Poliomyelitis, or polio, is a paralysing and potentially fatal disease that still threatens children in some parts of the world. The polio virus invades the nervous system and can cause total paralysis in hours. It can strike people of any age but mainly affects children under five. Polio can be prevented by vaccines, but it is not curable. Unlike most diseases, polio can be eradicated.
 
PolioPlus
 
For more than 30 years, Rotary and our partners have driven the effort to eradicate polio worldwide. Our PolioPlus program was the first initiative to tackle global polio eradication by vaccinating children on a massive scale. As a core partner in the Global Polio Eradication Initiative (GPEI), Rotary focuses on advocacy, fundraising, volunteer recruitment, and awareness-building. Rotary members have contributed more than US$2.1billion and countless volunteer hours to protect more than 2.5 billion children in 122 countries from this paralysing disease. Rotary’s advocacy efforts have played a role in decisions by governments to contribute more than US$10 billion to the effort.
 
Polio Today
 
When Rotary and its partners formed the GPEI in 1988, there were 350,000 cases of polio in 125 countries every year. Today, we have reduced polio cases by 99.9 percent, and just two countries continue to report cases of wild poliovirus: Afghanistan and Pakistan. Because of the efforts of Rotary and its partners, nearly 19 million people who would otherwise have been paralysed are walking, and more than 1.5 million people are alive who would otherwise have died.
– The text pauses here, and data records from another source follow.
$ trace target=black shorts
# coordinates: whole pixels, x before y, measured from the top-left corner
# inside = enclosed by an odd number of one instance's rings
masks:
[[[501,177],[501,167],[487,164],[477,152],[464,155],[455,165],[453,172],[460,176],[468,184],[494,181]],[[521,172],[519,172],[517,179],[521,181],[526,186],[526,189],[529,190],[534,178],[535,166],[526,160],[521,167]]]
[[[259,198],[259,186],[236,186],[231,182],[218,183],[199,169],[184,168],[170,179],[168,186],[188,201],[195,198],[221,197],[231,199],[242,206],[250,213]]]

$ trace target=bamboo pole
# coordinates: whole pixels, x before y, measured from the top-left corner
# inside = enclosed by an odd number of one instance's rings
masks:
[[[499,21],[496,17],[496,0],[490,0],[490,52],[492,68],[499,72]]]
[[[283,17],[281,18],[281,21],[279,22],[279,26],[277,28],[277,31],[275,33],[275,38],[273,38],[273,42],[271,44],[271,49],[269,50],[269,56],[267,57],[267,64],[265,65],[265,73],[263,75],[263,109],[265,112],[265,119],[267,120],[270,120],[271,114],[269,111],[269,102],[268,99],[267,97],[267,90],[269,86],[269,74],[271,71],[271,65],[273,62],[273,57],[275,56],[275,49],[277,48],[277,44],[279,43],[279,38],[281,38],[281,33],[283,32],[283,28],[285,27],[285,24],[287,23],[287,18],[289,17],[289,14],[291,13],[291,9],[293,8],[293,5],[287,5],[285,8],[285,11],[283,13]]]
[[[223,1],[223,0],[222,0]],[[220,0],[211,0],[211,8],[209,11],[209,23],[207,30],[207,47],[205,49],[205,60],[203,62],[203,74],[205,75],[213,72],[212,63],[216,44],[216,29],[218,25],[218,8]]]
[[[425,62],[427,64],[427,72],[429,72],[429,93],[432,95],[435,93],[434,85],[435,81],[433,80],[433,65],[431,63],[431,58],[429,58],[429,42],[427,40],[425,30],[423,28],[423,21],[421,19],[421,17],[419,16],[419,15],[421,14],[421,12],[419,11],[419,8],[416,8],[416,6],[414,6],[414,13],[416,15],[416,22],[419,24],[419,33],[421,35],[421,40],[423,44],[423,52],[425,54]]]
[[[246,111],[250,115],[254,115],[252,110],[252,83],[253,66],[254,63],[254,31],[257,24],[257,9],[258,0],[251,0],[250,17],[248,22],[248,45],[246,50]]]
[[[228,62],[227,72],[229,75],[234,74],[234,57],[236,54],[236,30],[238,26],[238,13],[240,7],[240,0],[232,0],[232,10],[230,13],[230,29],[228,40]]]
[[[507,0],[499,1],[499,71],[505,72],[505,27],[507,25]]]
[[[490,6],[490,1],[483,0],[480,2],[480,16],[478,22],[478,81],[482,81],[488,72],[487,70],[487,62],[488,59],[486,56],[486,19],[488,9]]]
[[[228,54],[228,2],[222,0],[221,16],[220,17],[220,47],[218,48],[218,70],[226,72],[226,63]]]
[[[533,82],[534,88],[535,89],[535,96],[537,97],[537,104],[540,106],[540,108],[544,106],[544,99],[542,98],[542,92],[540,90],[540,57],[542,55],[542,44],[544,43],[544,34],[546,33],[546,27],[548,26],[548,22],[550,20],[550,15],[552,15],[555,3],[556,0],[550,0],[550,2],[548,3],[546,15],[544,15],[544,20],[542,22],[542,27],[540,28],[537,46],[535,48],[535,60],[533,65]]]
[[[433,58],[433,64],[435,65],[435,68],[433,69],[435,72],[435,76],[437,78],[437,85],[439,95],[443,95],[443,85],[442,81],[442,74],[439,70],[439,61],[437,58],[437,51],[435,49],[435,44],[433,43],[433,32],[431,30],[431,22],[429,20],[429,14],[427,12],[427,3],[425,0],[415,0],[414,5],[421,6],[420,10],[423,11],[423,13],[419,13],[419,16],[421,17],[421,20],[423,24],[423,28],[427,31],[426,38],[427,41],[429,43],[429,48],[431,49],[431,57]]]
The infrastructure we helped build to end polio is also being used to treat and prevent other diseases (including the 2019 Coronavirus Disease), and create lasting impact in other areas of public health.
 
Nigeria was the last African country to be declared free from wild polio late August, having accounted for more than half of all global cases less than a decade ago. The vaccination campaign in Nigeria involved a huge effort to reach remote and dangerous places under threat from militant violence and some health workers were killed in the process.
 
Challenges
 
Rotary and our partners have made tremendous progress against polio, but eliminating all cases is going to take even more progress and perseverance. Afghanistan and Pakistan face unique challenges, including political insecurity, highly mobile populations, difficult terrain, and, in some instances, vaccine refusal and misinformation. With sufficient resources, the commitment of national governments, and innovations that improve access to remote areas, we are optimistic that we can eliminate polio.
 
Ensuring Success
 
Rotary has committed to raising U$50 million per year for polio eradication. The Bill & Melinda Gates Foundation has pledged to match that 2-to-1, for a total commitment of US$150 million each year. These funds provide much-needed operational support, medical workers, laboratory equipment, and educational materials. Governments, corporations, and private donors all play a crucial role in funding.
 
Rotary in Action
 
More than 1 million Rotary members have donated their time and money to eradicate polio, and every year, hundreds of member’s work with health workers to vaccinate children in countries affected by polio. Rotary members work with UNICEF and other partners to prepare and distribute informational materials for people in areas that are isolated by conflict, geography, or poverty. They also mobilise to recruit fellow volunteers, assist in transporting the vaccine, and provide other logistical support.
 
Rotary in Tanzania
 
There are 42 active Rotary Clubs in Tanzania, 12 of which are based in Dar-es-Salaam and over the past years, Rotarians in Tanzania have contributed approximately Tshs. 874,000,000 (US$ 380,000) towards polio eradication to Rotary International.
 
A reason to celebrate!
 
The recent announcement by the World Health Organisation (WHO) that the African continent is now polio free, after four years without a case is such a historic milestone. This means that five of the six WHO regions – representing over 90 percent of the world’s population – are now free of the poliovirus, moving the world closer to achieving global polio eradication.
 
Rotary would like to congratulate the national governments of the 47 countries in the WHO African Region for the achievement and reiterates its commitment to ensuring that the global goal of eradicating polio is achieved.
 
As the WHO Director General, Dr. Tedros Adhanom Ghebreyesus said, ending wild poliovirus in Africa is one of the greatest public health achievements of our time and provides powerful inspiration for all of us to finish the job of eradicating polio globally.
 
Kudos to all partners involved including governments, health workers, community volunteers, traditional and religious leaders and parents across the region who have worked together to kick wild polio out of Africa.